GIADA FALL/WINTER 2026-27 COLLECTION
Audacious, feminine, and in constant motion: design rigor blossoms among sophisticated orchids and exceptional fabrics. An embodiment of purity and refined sensuality, the orchid rises as the emblem of an enigmatic, multifaceted femininity. In particular, the ancestral Cymbidium – with its resilient and exuberant bloom – becomes the discreet yet powerful muse for creative director Gabriele Colangelo. Across the collection’s looks, he distills an intense and rarefied aesthetic, drawn from the very essence of the flower. A sense of grace unfolds through vibrant shades of burgundy and pink, flowing across fluid silhouettes and elongated trains, revealing the chromatic duality inherent to the Paphiopedilum orchid. The deep black petals of the Maxillaria Schunkeana inspire the glossy textures of trenches and jackets, while shearling coats are shaved, reworked, and sculpted into commanding forms defined by bold, architectural shoulders.
The collection’s aesthetic language reaches a delicate synthesis through the collaboration with American artist Leigh Wells. Her ikebana- inspired graphic works – born from collage, photography, and botanical references dear to Confucian thought – inform refined ramage motifs and three-dimensional embroideries of beads, and sequins, emerging softly on silk and cashmere. Subtle gestures of imagined, essential sensuality reveal bare backs, deep necklines, and hems rising above the knee, outlining a femininity rooted in restraint and precision. The look is completed with stretch cuissard boots or heels shaped by gently arched profiles. Couture thinking surfaces in the embossed textures that enrich flared bombers at the neckline and voluminous skirts structured at the waist. Chains of oval and circular golden elements set translucent pearls or leather ribbons, transforming into necklaces, belts, and ear cuffs.
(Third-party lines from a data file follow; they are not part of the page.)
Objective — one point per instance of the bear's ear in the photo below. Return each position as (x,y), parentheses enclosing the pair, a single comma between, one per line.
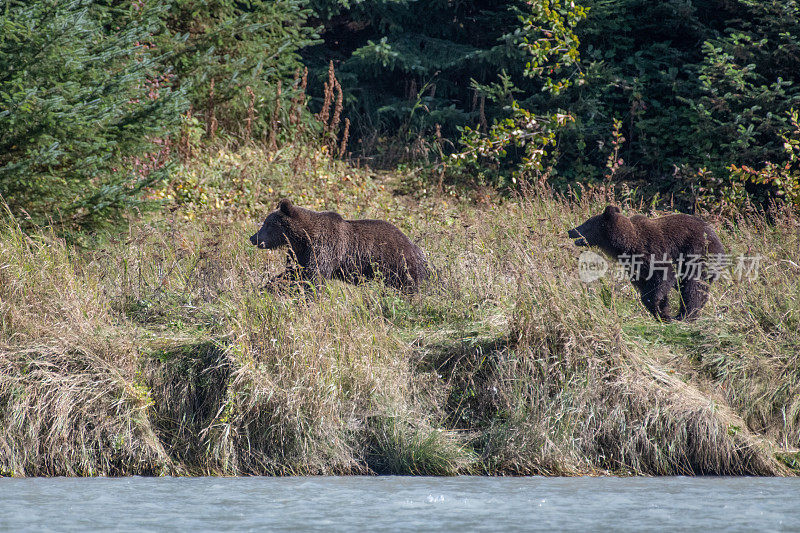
(286,207)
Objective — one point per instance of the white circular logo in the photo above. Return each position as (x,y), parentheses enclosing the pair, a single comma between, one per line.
(591,266)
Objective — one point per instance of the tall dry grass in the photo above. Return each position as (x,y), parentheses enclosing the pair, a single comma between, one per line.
(154,351)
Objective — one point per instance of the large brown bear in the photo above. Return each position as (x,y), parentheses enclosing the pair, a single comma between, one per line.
(652,250)
(323,245)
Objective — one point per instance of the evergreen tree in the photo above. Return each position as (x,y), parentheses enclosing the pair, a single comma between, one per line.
(235,44)
(85,107)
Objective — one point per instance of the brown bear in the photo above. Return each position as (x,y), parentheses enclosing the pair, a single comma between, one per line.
(652,250)
(323,245)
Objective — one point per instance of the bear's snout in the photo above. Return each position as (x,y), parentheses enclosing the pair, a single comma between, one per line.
(579,240)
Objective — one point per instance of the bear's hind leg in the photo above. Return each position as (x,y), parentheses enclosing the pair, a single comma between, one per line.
(694,295)
(655,294)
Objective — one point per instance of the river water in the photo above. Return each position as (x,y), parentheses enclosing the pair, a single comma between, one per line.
(457,504)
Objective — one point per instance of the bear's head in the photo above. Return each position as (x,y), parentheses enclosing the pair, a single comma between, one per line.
(600,230)
(277,228)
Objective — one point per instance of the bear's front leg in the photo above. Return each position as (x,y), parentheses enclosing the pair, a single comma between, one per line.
(655,296)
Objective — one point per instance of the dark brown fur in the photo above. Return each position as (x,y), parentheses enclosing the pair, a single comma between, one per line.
(323,245)
(673,237)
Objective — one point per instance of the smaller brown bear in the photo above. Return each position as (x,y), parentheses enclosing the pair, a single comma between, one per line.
(323,245)
(652,250)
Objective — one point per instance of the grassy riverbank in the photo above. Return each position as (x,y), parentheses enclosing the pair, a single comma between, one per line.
(153,351)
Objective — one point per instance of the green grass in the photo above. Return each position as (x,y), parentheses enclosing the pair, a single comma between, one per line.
(153,351)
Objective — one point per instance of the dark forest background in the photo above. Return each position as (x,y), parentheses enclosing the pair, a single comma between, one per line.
(686,101)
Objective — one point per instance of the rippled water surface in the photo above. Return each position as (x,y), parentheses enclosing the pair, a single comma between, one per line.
(401,503)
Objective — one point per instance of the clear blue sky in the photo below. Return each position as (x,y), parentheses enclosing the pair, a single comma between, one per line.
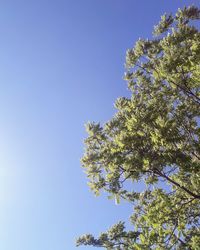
(61,65)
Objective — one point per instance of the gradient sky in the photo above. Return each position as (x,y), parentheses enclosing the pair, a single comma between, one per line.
(61,65)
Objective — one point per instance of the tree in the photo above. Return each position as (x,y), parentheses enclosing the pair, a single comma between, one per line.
(153,139)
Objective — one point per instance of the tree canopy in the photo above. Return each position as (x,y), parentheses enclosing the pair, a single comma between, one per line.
(153,140)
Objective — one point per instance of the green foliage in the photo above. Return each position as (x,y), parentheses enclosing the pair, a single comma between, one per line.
(153,140)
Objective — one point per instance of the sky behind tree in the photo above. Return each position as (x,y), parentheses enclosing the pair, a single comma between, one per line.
(61,65)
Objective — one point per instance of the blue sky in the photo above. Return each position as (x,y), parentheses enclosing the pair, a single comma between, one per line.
(61,65)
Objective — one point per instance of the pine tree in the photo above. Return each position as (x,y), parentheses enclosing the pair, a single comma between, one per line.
(153,139)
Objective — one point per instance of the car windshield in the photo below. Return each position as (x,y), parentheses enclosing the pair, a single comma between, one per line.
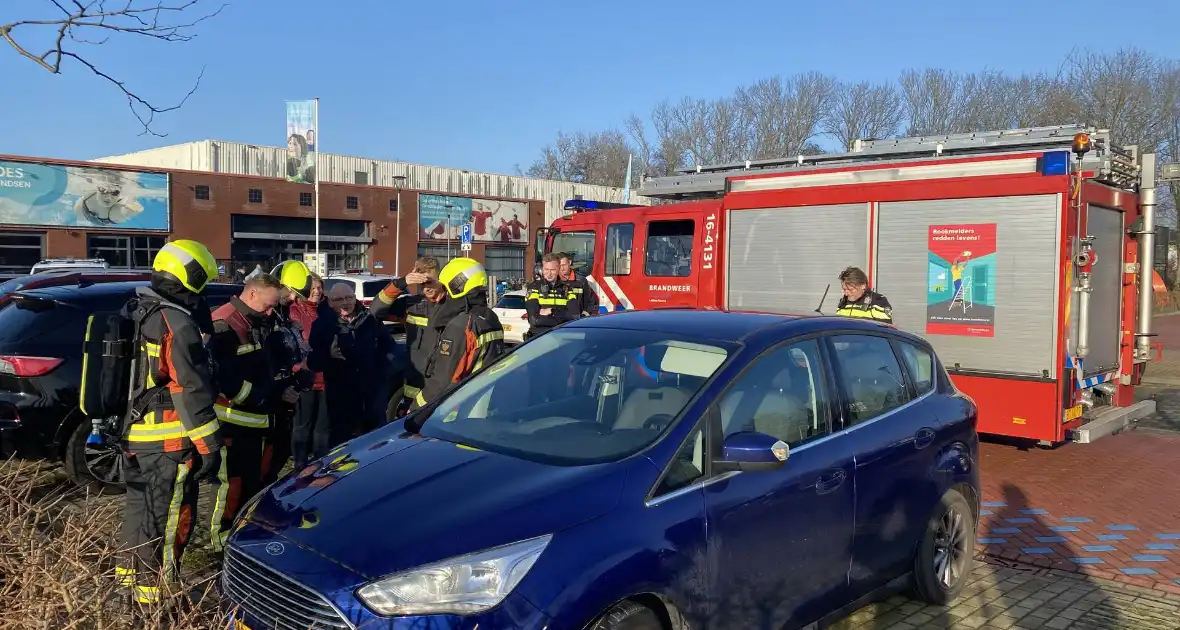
(578,396)
(511,301)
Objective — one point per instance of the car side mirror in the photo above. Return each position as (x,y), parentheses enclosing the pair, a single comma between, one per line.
(749,451)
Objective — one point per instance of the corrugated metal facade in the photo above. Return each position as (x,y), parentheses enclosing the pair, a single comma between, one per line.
(237,158)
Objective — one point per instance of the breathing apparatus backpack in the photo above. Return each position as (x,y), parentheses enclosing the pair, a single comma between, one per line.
(109,361)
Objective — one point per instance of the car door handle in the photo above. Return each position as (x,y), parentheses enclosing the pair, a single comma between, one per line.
(923,438)
(828,481)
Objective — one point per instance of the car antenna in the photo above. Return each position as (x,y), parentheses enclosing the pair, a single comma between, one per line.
(819,309)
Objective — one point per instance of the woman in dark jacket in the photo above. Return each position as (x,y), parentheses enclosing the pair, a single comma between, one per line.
(349,347)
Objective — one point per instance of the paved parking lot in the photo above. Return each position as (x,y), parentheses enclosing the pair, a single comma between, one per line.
(1003,597)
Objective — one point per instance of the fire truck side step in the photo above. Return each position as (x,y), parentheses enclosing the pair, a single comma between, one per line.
(1110,420)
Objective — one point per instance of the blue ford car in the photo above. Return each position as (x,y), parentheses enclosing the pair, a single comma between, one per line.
(642,470)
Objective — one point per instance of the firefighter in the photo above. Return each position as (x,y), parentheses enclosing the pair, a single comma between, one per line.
(289,352)
(550,301)
(171,435)
(588,301)
(860,301)
(469,333)
(415,310)
(249,394)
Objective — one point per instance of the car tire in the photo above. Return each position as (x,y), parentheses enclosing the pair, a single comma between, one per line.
(628,616)
(946,551)
(79,471)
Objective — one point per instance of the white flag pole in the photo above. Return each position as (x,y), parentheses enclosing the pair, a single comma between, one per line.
(319,260)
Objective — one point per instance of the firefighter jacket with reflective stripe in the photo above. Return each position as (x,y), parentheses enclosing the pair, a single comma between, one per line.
(415,310)
(587,300)
(243,366)
(469,338)
(175,412)
(871,306)
(558,297)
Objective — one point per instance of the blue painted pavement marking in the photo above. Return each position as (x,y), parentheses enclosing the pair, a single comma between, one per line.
(1097,548)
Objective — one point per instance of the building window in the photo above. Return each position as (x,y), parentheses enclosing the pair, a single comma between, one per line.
(19,251)
(618,249)
(504,263)
(669,248)
(125,251)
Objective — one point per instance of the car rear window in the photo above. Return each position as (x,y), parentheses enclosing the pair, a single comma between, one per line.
(511,301)
(31,319)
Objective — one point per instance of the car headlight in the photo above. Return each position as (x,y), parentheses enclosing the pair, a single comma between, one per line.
(460,585)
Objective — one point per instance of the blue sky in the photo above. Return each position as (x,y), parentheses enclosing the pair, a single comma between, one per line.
(483,85)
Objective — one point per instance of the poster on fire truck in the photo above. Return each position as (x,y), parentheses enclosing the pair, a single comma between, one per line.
(961,289)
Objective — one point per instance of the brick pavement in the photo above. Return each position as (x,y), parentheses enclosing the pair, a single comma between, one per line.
(1109,509)
(1003,598)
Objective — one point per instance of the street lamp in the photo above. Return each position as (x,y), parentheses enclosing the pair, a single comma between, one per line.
(398,182)
(448,207)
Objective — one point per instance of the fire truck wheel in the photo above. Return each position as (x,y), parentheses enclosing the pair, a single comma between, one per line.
(945,552)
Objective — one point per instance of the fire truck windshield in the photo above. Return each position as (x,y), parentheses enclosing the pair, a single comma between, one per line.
(579,245)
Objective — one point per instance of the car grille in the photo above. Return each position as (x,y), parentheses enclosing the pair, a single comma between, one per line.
(274,599)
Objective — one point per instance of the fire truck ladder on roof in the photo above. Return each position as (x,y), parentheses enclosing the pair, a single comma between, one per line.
(1115,165)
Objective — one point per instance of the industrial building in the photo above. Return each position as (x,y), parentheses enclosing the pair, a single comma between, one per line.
(374,215)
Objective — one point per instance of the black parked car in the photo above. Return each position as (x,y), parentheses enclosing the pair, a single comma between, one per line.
(41,330)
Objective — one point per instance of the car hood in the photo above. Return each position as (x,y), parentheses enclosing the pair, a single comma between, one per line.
(391,500)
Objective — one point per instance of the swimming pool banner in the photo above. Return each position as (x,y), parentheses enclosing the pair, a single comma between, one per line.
(58,196)
(961,287)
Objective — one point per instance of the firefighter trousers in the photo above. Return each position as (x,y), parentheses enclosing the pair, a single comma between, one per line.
(238,479)
(158,514)
(276,447)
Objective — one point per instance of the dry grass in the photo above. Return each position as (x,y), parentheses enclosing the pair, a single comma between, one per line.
(57,562)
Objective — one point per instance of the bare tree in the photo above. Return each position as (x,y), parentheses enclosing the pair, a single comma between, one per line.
(71,25)
(784,116)
(587,158)
(863,110)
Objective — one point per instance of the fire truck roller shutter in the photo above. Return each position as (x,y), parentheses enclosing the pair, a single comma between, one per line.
(1014,286)
(780,260)
(1106,227)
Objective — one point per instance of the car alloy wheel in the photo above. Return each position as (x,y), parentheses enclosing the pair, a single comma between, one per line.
(950,555)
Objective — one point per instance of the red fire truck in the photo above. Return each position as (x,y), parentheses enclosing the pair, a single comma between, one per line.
(1013,251)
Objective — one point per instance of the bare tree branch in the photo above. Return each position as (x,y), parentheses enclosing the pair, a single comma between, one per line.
(70,23)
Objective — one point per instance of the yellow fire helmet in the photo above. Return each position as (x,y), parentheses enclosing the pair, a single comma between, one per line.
(188,262)
(295,276)
(461,276)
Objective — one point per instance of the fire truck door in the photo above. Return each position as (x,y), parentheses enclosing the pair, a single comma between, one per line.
(669,266)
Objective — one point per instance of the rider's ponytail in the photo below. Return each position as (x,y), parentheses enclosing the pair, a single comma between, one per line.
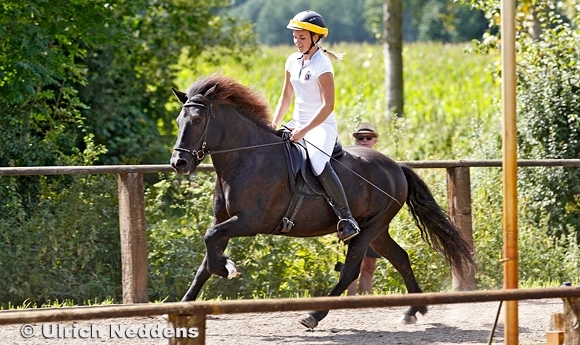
(330,53)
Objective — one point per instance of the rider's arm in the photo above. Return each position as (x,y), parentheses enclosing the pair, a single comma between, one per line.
(283,102)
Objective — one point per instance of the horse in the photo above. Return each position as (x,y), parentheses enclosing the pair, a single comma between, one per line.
(229,121)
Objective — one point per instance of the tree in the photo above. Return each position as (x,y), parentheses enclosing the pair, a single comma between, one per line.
(548,106)
(393,50)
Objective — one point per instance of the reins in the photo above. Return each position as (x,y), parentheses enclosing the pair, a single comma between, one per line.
(200,154)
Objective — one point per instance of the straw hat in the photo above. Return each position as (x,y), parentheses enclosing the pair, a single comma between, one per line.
(365,128)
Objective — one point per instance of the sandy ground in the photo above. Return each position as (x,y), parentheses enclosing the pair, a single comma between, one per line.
(451,324)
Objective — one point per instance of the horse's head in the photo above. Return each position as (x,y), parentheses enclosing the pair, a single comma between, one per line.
(192,125)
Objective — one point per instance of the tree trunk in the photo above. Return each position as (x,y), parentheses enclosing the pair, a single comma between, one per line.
(572,321)
(393,51)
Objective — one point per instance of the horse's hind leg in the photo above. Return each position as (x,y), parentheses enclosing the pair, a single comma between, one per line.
(201,276)
(348,274)
(398,257)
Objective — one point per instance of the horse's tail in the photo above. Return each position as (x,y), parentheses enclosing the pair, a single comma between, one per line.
(436,229)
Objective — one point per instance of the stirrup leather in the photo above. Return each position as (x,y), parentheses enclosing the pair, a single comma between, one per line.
(354,225)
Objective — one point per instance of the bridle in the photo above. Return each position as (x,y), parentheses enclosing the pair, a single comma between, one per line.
(198,155)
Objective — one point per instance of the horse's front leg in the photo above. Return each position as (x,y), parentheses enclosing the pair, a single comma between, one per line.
(201,276)
(217,262)
(348,274)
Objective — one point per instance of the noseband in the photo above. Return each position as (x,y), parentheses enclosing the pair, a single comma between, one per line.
(198,155)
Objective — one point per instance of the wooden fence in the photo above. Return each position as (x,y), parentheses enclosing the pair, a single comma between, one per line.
(192,315)
(132,207)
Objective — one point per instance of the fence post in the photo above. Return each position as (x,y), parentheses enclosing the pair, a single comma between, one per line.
(459,205)
(133,237)
(189,329)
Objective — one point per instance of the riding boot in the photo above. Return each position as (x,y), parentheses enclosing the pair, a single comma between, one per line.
(337,199)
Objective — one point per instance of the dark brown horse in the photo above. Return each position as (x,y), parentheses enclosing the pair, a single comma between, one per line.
(252,192)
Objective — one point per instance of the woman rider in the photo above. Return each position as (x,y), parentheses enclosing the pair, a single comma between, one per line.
(309,79)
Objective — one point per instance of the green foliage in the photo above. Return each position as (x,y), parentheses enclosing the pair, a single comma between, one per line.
(361,21)
(67,248)
(548,107)
(549,104)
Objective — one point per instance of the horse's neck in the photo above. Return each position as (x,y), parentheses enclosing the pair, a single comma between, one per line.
(242,138)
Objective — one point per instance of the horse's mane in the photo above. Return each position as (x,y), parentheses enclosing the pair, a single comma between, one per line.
(232,93)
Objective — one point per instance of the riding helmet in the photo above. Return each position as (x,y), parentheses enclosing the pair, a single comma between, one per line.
(309,20)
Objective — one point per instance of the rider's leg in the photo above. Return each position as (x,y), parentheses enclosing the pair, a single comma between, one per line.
(320,142)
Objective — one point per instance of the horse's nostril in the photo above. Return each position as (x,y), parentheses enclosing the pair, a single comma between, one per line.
(179,163)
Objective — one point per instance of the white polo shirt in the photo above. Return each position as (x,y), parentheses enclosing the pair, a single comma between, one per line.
(304,79)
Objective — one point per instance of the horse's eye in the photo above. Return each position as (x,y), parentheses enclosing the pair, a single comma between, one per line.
(196,120)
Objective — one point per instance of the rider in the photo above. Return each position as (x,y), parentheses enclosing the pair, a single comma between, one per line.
(309,78)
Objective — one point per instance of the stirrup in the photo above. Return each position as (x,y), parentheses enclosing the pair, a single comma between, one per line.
(354,225)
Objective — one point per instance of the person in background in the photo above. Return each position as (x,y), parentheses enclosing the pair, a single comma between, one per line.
(309,81)
(365,136)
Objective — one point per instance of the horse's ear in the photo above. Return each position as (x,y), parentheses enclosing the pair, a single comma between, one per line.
(208,94)
(182,97)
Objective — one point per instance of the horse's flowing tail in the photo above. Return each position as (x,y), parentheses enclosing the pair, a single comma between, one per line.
(436,229)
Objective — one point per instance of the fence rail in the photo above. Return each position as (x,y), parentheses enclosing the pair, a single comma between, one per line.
(157,168)
(132,207)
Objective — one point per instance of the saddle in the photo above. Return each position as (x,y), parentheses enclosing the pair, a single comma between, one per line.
(304,184)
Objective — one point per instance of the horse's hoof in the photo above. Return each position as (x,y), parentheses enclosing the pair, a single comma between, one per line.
(408,319)
(232,270)
(309,321)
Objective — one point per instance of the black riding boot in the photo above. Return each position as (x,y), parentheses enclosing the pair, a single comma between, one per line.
(335,191)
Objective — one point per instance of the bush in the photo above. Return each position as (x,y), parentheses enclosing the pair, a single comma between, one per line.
(68,248)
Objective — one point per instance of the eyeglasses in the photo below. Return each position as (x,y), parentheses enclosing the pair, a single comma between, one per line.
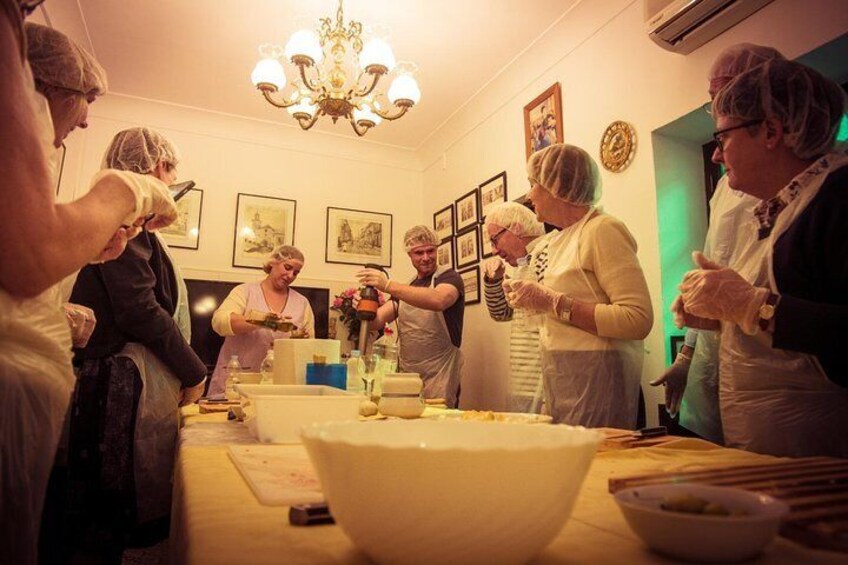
(717,134)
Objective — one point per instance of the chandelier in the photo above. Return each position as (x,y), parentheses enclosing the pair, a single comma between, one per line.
(337,77)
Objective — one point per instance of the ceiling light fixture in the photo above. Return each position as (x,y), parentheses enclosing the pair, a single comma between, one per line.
(344,76)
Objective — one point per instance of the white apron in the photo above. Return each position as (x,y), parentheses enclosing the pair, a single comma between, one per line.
(777,401)
(157,421)
(589,380)
(426,349)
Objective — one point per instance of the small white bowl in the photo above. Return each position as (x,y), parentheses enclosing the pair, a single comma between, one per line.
(701,537)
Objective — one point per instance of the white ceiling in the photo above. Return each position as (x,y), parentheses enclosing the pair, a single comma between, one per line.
(200,53)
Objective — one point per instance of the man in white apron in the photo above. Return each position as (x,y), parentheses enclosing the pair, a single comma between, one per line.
(429,311)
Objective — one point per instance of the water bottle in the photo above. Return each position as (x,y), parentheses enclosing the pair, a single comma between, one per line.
(267,368)
(233,369)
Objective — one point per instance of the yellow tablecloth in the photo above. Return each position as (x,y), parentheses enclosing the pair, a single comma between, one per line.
(217,519)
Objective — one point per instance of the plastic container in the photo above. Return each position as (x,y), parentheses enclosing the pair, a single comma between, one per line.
(276,413)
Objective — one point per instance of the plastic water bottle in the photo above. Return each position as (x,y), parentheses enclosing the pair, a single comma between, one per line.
(267,368)
(233,369)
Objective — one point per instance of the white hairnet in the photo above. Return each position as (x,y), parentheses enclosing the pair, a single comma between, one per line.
(139,150)
(57,61)
(506,214)
(567,172)
(807,105)
(417,236)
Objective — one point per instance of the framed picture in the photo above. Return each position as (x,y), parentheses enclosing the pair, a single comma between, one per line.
(444,255)
(492,193)
(543,120)
(471,280)
(185,231)
(467,210)
(467,250)
(443,222)
(262,224)
(357,237)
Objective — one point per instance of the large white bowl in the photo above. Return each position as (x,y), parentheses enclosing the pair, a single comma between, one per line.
(699,537)
(427,491)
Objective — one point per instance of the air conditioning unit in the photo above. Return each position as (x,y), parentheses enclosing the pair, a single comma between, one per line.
(684,25)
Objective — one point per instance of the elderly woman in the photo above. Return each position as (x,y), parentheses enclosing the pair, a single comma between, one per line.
(135,371)
(593,292)
(783,304)
(271,295)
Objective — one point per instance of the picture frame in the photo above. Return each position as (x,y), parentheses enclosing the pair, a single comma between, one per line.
(492,193)
(184,233)
(444,255)
(467,248)
(467,210)
(443,222)
(358,237)
(262,224)
(543,120)
(471,281)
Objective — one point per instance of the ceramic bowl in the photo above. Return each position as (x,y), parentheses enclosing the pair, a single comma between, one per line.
(429,491)
(702,537)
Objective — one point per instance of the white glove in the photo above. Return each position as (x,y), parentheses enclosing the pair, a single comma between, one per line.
(151,197)
(493,268)
(720,293)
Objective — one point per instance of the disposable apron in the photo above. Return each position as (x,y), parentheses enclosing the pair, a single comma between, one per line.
(777,401)
(589,380)
(426,349)
(157,421)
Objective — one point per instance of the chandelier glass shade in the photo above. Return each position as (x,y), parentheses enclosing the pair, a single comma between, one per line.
(337,76)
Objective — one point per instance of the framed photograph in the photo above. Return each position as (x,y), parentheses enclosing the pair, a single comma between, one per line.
(262,223)
(444,255)
(471,280)
(467,250)
(185,231)
(443,222)
(467,210)
(357,237)
(492,193)
(543,120)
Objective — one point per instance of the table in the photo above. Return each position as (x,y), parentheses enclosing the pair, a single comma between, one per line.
(217,519)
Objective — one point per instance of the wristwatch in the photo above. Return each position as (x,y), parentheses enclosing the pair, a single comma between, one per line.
(767,310)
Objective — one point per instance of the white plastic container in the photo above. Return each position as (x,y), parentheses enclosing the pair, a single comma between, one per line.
(276,413)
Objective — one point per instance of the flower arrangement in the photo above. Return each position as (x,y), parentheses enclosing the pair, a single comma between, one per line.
(345,303)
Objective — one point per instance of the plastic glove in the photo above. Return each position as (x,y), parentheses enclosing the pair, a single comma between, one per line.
(493,268)
(719,293)
(674,380)
(532,296)
(82,321)
(151,195)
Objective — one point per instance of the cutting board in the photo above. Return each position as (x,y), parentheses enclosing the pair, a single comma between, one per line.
(278,475)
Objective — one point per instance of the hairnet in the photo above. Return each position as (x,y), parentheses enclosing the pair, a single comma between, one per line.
(506,214)
(139,150)
(282,253)
(808,106)
(57,61)
(567,172)
(417,236)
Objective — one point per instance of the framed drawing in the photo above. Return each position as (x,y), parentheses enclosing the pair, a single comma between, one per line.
(471,280)
(357,237)
(467,250)
(185,231)
(262,223)
(444,255)
(467,210)
(492,193)
(443,222)
(543,120)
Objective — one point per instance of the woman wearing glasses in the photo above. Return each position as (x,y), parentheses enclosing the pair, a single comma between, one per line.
(782,307)
(593,292)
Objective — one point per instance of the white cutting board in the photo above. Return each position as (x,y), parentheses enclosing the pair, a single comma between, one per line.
(278,475)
The Pillow bag echoes this language through rounded closures, while irregular pendants in transparent resin – resembling gold-edged droplets -adorn necks and wrists in perfect chromatic harmony with the garments. Like orchid roots intertwining in ever-changing forms, the body is wrapped in textile asymmetries and scarf-like stoles. The weightless softness of knitwear alternates with floating threads of chenille and silk, light and ethereal, reminiscent of amaranth blossoms. Set within the prestigious Biblioteca Nazionale Braidense at the Pinacoteca di Brera in Milan, the show renews the aesthetic dialogue between Italy and China. A tribute to a botanical species that appeared on Earth eighty-four million years ago, revered since the time of King Goujian of Yue (496–465 BC) and introduced to Italy during the Renaissance by naturalist Ulisse Aldrovandi. More than a floral ornament, the orchid becomes a bridge between eras and distant worlds, now connected through style.